Tip-enhanced nanospectroscopy beyond ambient
Recently, there have been tremendous developments in material science and its growth technologies of nanoscale materials, which turn out to show new characteristic features distinctly different from those of its bulk counterparts. However, in contrast to the rapid growth of fabrication techniques, the progress in analytical techniques for such nanoscale materials has been deliberately slow. In order to characterize the local properties of the material, particularly with nanoscale heterogeneity, the spatial resolution has to go beyond the scale of heterogeneous distribution in the nanoscale. Tip-enhanced nanospectroscopy has been recently recognized as one of the promising analytical tools that can access local properties of the materials both through topographic and chemical contrasts. This is based on the fact that tip-enhanced nanospectroscopy is the synergy of the virtues of both scanning probe microscopy (SPM) and optical spectroscopy. In this sense, the high spatial resolution beyond the diffraction limit of light can be determined by SPM while the high chemical contrast is provided by a variety of optical spectroscopies. So far, numerous tip-enhanced nanospectroscopy techniques, such as fluorescence, two-photon excited fluorescence, infrared absorption, Raman, and nonlinear Raman spectroscopy have been reported and certainly, more spectroscopic techniques will be implemented for tip-enhancement in the near future.
Among the various tip-enhanced nanospectroscopic techniques, tip-enhanced Raman spectroscopy is the first reported and the most developed spectroscopy and it is now recognized as TERS because of the analogy with the well-known surface enhanced Raman spectroscopy (SERS).

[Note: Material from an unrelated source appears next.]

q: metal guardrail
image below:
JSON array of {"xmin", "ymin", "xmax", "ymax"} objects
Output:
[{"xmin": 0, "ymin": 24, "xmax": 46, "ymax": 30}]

However, there has been a big barrier to break down the spatial resolution limit of 10 nm in TERS imaging. Moreover, since TERS has been initially developed primarily by the optics/photonics researchers, it works only in an ambient condition limiting the number of applicable materials. In order to make TERS a promising analytical tool for material science in the nanoscale, it is essential to break the barriers of both the spatial resolution and the working environment. In this presentation, we will introduce the history of TERS development and the recent challenges toward an ultimate spatial resolution in the multi-environmental systems.